Gaming wastoids were naturally incensed by Mr. Beck’s one-sided piece, and took to their blogs in protest. Mr. Beck apparently read some of these responses and was not pleased. So in the middle of an interview with Dr. Cheryl Olson, (co-author of the book Grand Theft Childhood) he casually slipped in “I could care less” and that “video game bloggers, they’re losers.”

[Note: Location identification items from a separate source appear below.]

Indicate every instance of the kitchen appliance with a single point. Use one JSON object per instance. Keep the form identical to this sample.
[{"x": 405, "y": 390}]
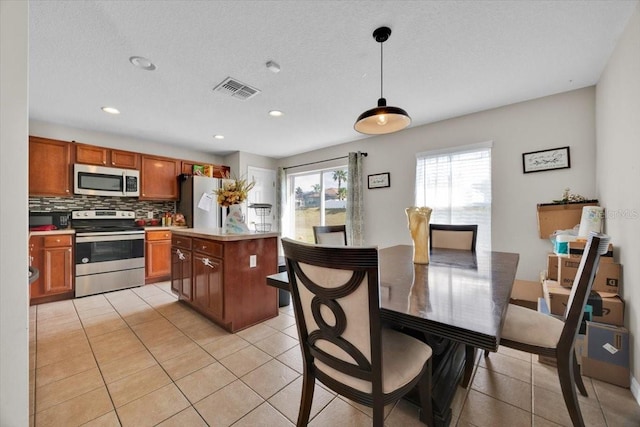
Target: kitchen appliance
[
  {"x": 54, "y": 220},
  {"x": 198, "y": 203},
  {"x": 109, "y": 251},
  {"x": 103, "y": 181}
]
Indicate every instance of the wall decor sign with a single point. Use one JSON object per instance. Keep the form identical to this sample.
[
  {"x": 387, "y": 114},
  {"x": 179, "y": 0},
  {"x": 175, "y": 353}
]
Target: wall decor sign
[
  {"x": 380, "y": 180},
  {"x": 538, "y": 161}
]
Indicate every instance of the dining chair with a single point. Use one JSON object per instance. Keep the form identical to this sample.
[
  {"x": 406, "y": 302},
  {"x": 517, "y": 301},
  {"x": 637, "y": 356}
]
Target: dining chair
[
  {"x": 333, "y": 235},
  {"x": 335, "y": 293},
  {"x": 450, "y": 236},
  {"x": 463, "y": 237},
  {"x": 538, "y": 333}
]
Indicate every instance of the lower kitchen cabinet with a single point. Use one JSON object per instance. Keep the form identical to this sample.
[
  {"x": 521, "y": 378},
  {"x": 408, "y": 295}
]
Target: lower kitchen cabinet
[
  {"x": 225, "y": 279},
  {"x": 208, "y": 288},
  {"x": 181, "y": 267},
  {"x": 157, "y": 256},
  {"x": 53, "y": 257}
]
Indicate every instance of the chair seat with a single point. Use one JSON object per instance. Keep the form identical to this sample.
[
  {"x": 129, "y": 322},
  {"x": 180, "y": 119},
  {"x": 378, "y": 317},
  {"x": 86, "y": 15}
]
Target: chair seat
[
  {"x": 403, "y": 358},
  {"x": 530, "y": 327}
]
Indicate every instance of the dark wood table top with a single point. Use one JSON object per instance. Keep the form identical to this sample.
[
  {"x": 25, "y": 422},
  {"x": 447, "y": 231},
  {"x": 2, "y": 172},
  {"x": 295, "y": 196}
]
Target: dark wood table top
[{"x": 459, "y": 295}]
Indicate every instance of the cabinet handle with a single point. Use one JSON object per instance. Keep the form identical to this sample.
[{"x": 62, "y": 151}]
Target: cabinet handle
[{"x": 208, "y": 263}]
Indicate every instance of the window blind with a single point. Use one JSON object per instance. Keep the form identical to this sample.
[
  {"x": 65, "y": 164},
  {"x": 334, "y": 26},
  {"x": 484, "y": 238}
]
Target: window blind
[{"x": 456, "y": 184}]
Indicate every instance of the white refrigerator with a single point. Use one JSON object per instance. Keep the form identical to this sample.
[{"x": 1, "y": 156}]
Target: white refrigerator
[{"x": 198, "y": 202}]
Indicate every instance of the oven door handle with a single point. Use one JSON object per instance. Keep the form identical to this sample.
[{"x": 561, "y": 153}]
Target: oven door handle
[{"x": 109, "y": 237}]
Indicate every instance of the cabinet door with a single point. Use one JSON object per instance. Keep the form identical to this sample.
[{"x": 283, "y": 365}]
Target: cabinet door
[
  {"x": 208, "y": 290},
  {"x": 181, "y": 273},
  {"x": 159, "y": 176},
  {"x": 49, "y": 167},
  {"x": 158, "y": 260},
  {"x": 125, "y": 159},
  {"x": 91, "y": 155},
  {"x": 35, "y": 260},
  {"x": 58, "y": 270}
]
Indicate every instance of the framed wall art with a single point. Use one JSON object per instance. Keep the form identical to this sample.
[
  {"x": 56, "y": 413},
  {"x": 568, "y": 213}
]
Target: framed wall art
[
  {"x": 379, "y": 180},
  {"x": 543, "y": 160}
]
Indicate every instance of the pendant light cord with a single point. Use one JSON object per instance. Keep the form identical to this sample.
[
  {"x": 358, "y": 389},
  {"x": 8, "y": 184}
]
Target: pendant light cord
[{"x": 381, "y": 70}]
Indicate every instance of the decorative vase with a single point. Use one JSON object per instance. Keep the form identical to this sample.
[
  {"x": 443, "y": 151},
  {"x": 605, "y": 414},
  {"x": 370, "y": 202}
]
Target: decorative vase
[
  {"x": 418, "y": 218},
  {"x": 234, "y": 223}
]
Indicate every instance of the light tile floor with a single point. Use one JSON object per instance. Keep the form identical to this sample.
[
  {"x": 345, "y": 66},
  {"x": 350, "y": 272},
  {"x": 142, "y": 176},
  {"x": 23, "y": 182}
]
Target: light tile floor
[{"x": 140, "y": 358}]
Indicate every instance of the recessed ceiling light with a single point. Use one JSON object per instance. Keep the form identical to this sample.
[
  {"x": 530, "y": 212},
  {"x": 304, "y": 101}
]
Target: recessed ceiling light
[
  {"x": 110, "y": 110},
  {"x": 142, "y": 63}
]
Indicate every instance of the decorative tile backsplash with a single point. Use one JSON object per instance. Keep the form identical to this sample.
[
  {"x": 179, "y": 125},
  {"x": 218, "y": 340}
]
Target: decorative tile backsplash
[{"x": 83, "y": 202}]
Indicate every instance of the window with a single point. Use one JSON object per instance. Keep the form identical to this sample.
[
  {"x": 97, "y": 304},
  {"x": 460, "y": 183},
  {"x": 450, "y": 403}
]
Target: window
[
  {"x": 456, "y": 184},
  {"x": 320, "y": 198}
]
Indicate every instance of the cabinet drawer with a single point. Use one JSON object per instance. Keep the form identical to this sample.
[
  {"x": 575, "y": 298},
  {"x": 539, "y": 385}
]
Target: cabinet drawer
[
  {"x": 181, "y": 242},
  {"x": 58, "y": 240},
  {"x": 159, "y": 235},
  {"x": 208, "y": 247}
]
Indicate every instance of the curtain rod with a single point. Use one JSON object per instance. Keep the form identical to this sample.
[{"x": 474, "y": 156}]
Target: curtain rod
[{"x": 322, "y": 161}]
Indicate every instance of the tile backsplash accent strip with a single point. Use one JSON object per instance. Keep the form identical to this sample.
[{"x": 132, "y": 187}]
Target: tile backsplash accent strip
[{"x": 83, "y": 202}]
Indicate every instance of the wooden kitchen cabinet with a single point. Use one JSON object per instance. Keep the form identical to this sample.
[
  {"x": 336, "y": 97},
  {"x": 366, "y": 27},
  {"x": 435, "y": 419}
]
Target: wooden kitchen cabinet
[
  {"x": 208, "y": 288},
  {"x": 157, "y": 257},
  {"x": 219, "y": 171},
  {"x": 53, "y": 257},
  {"x": 101, "y": 156},
  {"x": 49, "y": 167},
  {"x": 181, "y": 267},
  {"x": 228, "y": 276},
  {"x": 159, "y": 178}
]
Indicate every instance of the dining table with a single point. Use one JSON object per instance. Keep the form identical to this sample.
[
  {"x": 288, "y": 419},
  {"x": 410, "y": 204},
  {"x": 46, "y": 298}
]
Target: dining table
[{"x": 456, "y": 302}]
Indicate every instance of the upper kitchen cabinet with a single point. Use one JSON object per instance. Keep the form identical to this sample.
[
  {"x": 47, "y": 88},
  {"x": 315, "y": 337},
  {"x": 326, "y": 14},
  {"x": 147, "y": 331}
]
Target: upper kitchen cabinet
[
  {"x": 219, "y": 171},
  {"x": 93, "y": 155},
  {"x": 159, "y": 178},
  {"x": 49, "y": 167}
]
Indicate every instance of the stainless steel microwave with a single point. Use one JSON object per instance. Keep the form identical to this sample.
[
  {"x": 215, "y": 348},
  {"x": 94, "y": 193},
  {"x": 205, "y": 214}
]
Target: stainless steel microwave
[{"x": 103, "y": 181}]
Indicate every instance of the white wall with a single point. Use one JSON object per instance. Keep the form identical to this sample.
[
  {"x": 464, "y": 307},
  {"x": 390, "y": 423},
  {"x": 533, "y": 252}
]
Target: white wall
[
  {"x": 66, "y": 133},
  {"x": 14, "y": 290},
  {"x": 618, "y": 170},
  {"x": 553, "y": 121}
]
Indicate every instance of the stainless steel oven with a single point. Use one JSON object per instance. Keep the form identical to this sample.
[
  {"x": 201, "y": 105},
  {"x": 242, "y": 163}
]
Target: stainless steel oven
[{"x": 109, "y": 252}]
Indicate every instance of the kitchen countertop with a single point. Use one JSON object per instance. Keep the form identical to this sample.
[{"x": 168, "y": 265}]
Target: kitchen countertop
[
  {"x": 52, "y": 232},
  {"x": 219, "y": 234},
  {"x": 164, "y": 227}
]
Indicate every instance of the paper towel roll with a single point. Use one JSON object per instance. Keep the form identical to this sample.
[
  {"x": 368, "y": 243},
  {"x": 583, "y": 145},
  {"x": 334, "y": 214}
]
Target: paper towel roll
[{"x": 591, "y": 220}]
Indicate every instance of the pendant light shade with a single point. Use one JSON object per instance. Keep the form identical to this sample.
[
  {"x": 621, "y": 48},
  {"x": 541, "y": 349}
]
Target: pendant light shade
[{"x": 382, "y": 119}]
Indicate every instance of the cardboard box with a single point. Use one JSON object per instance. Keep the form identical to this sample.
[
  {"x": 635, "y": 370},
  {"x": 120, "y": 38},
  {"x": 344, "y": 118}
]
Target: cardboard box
[
  {"x": 607, "y": 278},
  {"x": 607, "y": 354},
  {"x": 554, "y": 216},
  {"x": 577, "y": 248},
  {"x": 526, "y": 293},
  {"x": 607, "y": 309}
]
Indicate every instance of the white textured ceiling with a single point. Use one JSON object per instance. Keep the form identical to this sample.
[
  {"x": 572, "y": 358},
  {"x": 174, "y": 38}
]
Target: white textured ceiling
[{"x": 443, "y": 59}]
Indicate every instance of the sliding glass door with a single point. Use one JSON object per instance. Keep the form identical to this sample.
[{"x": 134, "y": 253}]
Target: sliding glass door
[{"x": 316, "y": 198}]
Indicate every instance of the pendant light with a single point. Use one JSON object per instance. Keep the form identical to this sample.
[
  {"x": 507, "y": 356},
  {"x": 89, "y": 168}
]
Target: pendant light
[{"x": 382, "y": 119}]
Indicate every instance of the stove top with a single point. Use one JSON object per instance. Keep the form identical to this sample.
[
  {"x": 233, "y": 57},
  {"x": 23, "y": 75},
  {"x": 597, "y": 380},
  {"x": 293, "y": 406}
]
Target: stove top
[{"x": 104, "y": 221}]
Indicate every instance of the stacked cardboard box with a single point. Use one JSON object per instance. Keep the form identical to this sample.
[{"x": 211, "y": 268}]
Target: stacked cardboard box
[{"x": 602, "y": 343}]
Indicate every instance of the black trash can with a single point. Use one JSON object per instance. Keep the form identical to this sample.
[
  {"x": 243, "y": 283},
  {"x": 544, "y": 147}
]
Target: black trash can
[{"x": 284, "y": 297}]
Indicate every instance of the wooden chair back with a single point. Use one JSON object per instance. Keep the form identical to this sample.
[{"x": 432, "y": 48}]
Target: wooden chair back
[{"x": 336, "y": 301}]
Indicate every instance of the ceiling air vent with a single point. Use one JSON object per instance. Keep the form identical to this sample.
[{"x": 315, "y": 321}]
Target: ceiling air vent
[{"x": 236, "y": 89}]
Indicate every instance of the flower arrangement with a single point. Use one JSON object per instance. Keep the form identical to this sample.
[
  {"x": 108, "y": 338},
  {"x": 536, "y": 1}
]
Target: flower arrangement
[{"x": 233, "y": 191}]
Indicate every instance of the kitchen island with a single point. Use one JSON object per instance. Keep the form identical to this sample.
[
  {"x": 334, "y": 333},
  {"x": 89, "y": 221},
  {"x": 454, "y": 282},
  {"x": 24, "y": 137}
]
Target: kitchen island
[{"x": 222, "y": 276}]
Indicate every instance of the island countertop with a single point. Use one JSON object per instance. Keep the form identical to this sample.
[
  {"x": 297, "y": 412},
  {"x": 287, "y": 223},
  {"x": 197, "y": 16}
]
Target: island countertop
[{"x": 220, "y": 235}]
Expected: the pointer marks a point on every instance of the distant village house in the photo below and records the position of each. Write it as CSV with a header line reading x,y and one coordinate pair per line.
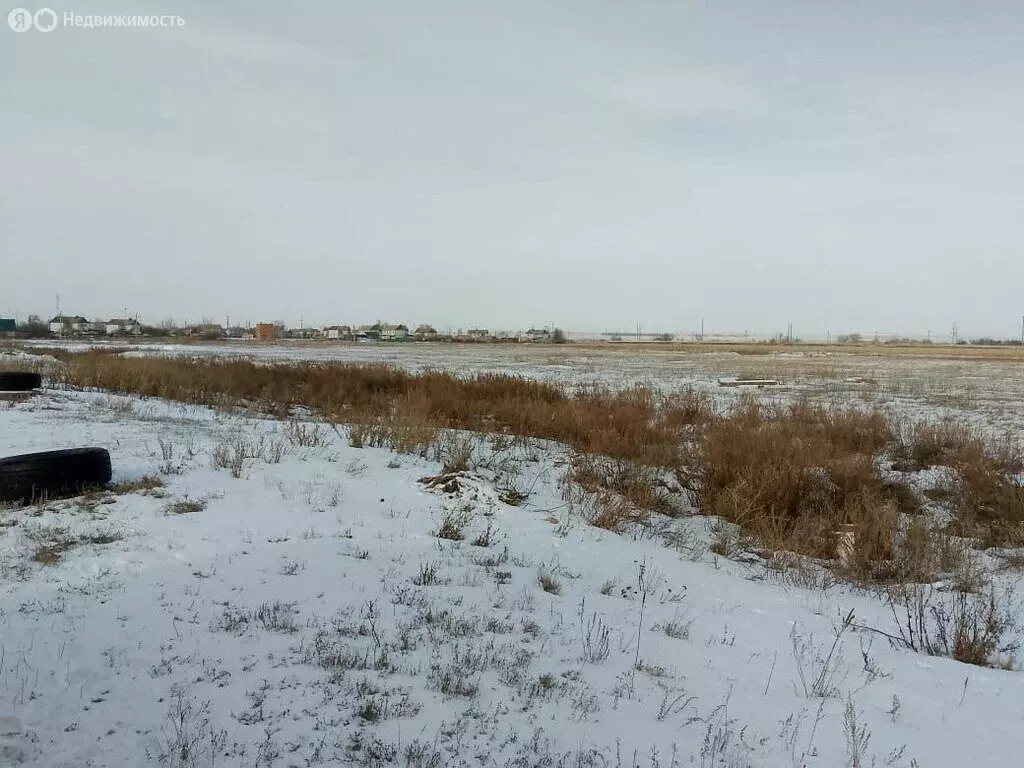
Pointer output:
x,y
337,333
64,324
119,326
266,332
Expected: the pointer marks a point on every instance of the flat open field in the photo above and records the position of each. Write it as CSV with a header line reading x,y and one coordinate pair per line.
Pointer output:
x,y
984,385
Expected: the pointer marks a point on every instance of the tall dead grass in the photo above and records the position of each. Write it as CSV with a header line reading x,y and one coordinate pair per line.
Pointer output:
x,y
395,407
792,476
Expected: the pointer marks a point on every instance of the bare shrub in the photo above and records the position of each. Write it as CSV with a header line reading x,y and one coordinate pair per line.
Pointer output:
x,y
184,506
549,582
987,499
455,451
304,434
923,444
793,476
454,525
188,740
146,484
970,628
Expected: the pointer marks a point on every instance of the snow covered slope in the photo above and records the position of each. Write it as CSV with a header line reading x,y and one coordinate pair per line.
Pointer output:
x,y
305,612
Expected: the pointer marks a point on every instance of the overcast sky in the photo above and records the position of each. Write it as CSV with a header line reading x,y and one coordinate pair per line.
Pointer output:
x,y
594,164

Now that’s just being unfair, Mr. Beck. I consider myself a video game blogger (on occasions when I update with something video-game related) and I’ve never said anything mean about you. In fact, I’d never even heard of you or your show until your GTAIV rant last week. I must’ve been busy trying to steal the train in San Andreas or kill the pig in Manhunt during your career. Oh, and graduating from college, can’t forget that.

I’ve always been taught that when someone calls you names, the natural thing to do is turn the other cheek and move on with your life. Mr. Beck’s retort here harkens back to the days of kindergarten verbal exchanges. Doesn’t he realize that by insulting gamers, he’s only encouraging more posts about him in the future? Maybe a comment like this will become a weekly feature on his show now. But unless Gamepolitics reports on it, I likely won’t see it. I’ll be too preoccupied with driving Madd Dogg’s manager into the ocean. Because I’m a loser, you see.